We all know the story: a young, vibrant new President (Caspar Phillipson) resides in the White House, his brother Robert (Peter Sarsgaard) and close aides navigating through the Cuban missile Crisis and the abortive Bay Of Pigs disaster, before the events of November 22nd, 1963, resonated around the globe. For the first time in modern American history, a president had been assassinated; Kennedy, together with his beautiful wife (Natalie Portman), were riding in a motorcade through the streets of Dallas, when bullets struck the Presidential limousine, fatally wounding him. In the days following the tragedy, Jackie Kennedy watches as her husband’s memory and legacy is debated throughout the land, her grief sullied by factions within the White House who feel a “celebration” of her late husband’s life is too soon. Jackie is interviewed by a journalist (Billy Cruddup) as a way of refining the President’s public perception.
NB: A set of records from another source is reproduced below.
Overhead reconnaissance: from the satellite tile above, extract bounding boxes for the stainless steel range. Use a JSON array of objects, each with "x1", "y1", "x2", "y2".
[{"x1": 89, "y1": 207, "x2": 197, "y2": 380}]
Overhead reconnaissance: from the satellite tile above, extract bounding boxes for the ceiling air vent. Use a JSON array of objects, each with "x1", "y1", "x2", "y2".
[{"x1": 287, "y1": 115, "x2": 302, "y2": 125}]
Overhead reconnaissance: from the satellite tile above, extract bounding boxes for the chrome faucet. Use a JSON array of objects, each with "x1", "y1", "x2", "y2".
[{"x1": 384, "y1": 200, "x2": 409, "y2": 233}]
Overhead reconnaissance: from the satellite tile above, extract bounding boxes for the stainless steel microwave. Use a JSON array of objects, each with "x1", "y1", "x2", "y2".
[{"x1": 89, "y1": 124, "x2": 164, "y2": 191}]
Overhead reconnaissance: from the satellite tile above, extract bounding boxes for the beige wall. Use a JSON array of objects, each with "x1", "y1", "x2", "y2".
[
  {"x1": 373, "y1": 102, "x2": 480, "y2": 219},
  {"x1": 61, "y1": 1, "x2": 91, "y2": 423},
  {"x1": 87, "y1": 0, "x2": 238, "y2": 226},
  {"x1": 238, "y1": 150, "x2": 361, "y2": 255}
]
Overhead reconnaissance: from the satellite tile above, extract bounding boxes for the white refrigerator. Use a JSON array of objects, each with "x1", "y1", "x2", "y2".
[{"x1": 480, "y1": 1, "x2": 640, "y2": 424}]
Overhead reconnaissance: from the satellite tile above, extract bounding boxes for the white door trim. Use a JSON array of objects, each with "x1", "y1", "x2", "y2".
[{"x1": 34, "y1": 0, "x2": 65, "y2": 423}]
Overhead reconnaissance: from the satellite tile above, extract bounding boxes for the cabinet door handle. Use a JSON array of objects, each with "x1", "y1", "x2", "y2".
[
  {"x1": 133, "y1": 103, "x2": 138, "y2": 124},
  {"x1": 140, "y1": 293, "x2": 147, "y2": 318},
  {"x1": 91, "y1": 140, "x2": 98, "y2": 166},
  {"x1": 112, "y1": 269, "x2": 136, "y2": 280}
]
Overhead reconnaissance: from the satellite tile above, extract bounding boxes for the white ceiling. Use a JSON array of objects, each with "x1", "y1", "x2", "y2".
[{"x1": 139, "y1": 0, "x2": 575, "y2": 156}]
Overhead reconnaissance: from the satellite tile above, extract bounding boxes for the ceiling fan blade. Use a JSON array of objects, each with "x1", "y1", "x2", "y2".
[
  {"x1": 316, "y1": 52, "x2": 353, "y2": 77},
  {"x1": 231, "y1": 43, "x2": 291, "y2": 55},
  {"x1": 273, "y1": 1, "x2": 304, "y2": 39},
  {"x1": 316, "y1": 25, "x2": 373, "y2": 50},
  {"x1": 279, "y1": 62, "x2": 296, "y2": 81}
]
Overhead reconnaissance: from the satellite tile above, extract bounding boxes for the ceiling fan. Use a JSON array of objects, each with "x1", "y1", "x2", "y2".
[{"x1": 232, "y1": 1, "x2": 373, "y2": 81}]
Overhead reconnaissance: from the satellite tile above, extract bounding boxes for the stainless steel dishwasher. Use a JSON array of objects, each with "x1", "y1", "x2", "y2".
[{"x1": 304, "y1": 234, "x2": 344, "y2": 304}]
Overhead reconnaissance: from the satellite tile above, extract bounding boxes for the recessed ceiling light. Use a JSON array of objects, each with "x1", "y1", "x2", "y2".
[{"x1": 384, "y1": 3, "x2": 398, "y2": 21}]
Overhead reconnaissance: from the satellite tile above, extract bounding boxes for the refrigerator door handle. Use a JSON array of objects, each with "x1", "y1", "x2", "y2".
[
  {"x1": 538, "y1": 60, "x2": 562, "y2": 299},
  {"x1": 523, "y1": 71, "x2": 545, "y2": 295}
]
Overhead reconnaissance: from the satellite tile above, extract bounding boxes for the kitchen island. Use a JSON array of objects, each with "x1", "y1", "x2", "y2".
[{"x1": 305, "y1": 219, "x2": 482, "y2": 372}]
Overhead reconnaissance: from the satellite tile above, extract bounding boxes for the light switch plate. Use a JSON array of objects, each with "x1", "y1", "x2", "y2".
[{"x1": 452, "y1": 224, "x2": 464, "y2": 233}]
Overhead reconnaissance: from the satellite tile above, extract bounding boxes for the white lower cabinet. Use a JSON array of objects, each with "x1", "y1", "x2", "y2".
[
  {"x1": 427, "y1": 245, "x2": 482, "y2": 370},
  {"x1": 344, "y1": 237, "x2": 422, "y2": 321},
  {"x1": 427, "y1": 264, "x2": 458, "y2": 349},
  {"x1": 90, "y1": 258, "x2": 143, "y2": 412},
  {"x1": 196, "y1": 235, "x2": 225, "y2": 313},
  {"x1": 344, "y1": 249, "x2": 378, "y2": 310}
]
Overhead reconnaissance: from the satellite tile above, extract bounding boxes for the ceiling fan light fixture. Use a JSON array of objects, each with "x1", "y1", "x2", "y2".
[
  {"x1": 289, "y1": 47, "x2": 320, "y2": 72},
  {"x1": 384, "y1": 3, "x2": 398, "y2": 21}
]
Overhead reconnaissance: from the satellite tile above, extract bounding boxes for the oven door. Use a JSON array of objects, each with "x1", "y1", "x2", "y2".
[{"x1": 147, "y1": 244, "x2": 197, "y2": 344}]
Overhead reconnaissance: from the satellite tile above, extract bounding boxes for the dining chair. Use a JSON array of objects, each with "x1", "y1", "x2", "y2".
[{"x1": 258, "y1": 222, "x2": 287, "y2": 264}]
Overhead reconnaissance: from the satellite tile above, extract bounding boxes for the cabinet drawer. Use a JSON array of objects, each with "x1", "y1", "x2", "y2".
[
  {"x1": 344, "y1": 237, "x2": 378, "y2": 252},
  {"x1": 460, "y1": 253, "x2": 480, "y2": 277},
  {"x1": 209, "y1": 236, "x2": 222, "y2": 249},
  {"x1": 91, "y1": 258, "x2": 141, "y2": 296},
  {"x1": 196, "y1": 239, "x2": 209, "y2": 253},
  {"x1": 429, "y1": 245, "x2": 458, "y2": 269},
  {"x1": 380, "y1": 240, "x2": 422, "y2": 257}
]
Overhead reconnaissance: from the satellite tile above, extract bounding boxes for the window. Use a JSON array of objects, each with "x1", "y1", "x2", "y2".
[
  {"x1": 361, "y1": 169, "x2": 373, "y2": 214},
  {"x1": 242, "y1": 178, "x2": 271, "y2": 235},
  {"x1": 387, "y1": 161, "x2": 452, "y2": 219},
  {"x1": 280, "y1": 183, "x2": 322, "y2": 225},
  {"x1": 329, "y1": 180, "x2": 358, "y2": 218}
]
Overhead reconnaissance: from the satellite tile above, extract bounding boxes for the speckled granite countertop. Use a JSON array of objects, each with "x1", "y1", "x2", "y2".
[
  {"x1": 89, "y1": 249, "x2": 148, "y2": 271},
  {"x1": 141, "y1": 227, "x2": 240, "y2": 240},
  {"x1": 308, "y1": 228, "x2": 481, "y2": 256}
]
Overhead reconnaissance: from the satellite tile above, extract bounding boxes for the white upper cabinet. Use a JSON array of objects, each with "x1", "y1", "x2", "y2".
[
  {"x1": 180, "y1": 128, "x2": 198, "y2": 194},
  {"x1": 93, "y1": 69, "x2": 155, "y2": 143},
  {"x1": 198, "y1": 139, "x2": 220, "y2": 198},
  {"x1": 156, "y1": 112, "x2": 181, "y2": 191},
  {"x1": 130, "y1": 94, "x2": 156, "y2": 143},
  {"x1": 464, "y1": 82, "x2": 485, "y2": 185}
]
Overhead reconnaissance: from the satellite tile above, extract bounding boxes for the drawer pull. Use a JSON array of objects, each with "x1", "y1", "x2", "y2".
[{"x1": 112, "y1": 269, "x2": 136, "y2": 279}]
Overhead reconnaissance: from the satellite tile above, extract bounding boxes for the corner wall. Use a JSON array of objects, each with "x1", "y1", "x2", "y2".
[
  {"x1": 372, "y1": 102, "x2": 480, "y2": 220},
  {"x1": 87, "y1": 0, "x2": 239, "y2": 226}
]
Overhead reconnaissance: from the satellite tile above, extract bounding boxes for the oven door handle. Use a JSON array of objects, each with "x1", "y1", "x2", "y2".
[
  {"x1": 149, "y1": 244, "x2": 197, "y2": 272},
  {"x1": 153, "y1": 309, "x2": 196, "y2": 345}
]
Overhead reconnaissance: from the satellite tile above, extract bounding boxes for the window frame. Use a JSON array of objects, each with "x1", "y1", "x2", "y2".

In the three days since I saw Jackie and sat down to type up this review, I’ve slowly come to the conclusion that I just didn’t like it. It’s certainly well acted, sure, with Natalie Portman’s weirdly-accented portrayal of the titular character being as emotionally orchestrated as any among the year’s Academy Award nominations. It’s masterfully crafted as a period piece: from the costuming, the set design, the location photography, everything feels like it’s ripped right out of the 1960’s. By all accounts, Jackie should have been riveting. Instead, I found it flat-out boring. And depressing.
The story of Jacqueline Kennedy is one that almost needs no introduction. As a style and fashion icon of the 60’s, Jackie Kennedy formed one half of the 20th Century’s defining Presidential partnerships of marriage, and despite rumours of JFK’s supposed infidelities, remained loyal to him throughout his life as well as in death. The mythologising and lionising of Kennedy as a great American President came not long after his tragic death, thanks to Jackie’s canny spin-doctoring of his successes within the White House as well as the ideals he held onto whilst living there – the iconography of an American “Camelot”, an enduring legacy crafted carefully in the months and years following Dallas (to say nothing of countless films, books and examinations on the moment) is partly echoed in Jackie’s latter half.
Natalie Portman’s performance as Jackie is excellent, imbuing the recently bereaved woman with a fragility and underplayed authority valiantly struggling to control the tides of destiny. Portman’s clipped enunciation might be accurate to Jackie Kennedy’s natural delivery, but hell if it isn’t distracting considering we all know how Portman talks normally. Sadly, you can see Portman “acting” her ass off, rather than inhabiting the role like a chameleon, and this up-front performance makes Jackie a little too like performance art than cinema. When a film hinges so heavily on a single actor, it requires deft skill to achieve something that doesn’t feel like a one-man show, and I felt Portman and Jackie didn’t quite achieve it.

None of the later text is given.